Cheese markets have been swinging this year, and with about 90 percent of Wisconsin’s milk going into cheese, those shifts can hit home.
Mike Brown, vice president for dairy market intelligence at T.C. Jacoby & Company, says cheese prices have been moving in a $0.30 range, from $1.60 to $1.90 per pound, tied closely to export demand.
“We’ve had very volatile cheese markets,” Brown says. “They basically go up and down about 30 cents from $1.60 to $1.90. And a lot of that’s got to do with our dependence on trade. All of our growth in cheese is basically being exported.”
When prices fall toward the lower end, Brown says buyers re-contract, which tightens supply and pushes prices back up until demand slows again.
Whey, a byproduct of cheese production, brings different challenges. High-protein whey products such as whey protein concentrate or isolate can be profitable, but many Wisconsin plants don’t have the scale or equipment to make them. Instead, they sell liquid whey to other processors, which is costly to haul and earns little return.
“It’s expensive to move that liquid whey,” Brown explains. “Liquid whey is about six percent solids; it’s expensive to move it, and the price in it tends to be very, very low.”
He adds that some specialty cheese plants now lose more than $3 per hundredweight on whey, compared to $1 to $1.50 in the past.

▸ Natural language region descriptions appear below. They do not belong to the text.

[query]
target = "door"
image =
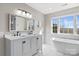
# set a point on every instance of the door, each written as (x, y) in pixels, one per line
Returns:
(26, 47)
(17, 47)
(34, 44)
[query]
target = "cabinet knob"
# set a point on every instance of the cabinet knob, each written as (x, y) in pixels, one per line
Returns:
(37, 38)
(24, 42)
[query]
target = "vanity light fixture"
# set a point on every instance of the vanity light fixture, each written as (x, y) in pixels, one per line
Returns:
(23, 13)
(18, 12)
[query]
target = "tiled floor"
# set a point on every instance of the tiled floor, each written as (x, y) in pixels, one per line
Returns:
(49, 50)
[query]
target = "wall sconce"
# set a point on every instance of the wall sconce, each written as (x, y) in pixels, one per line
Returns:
(23, 13)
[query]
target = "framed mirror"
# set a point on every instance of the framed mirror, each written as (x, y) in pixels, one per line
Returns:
(18, 23)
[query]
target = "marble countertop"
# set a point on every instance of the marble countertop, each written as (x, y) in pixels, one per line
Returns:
(66, 40)
(10, 37)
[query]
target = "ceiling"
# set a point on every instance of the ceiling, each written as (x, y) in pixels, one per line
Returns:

“Basically, you’re paying $3 for something that you’re getting the same 30–40 cents return out of that you got before,” he says.
Brown noted that even though Class III milk prices have come down with the Federal Milk Marketing Order update that took effect June 1, lower input costs aren’t enough to offset these losses.
“Even though the price of milk has dropped, the returns from the whey side have dropped more or gone further negative than what the milk price savings have been,” he says. “So the money simply isn’t there.”
Will the market correct itself? Brown expects to see renewed investment in whey as Wisconsin continues producing award-winning cheeses.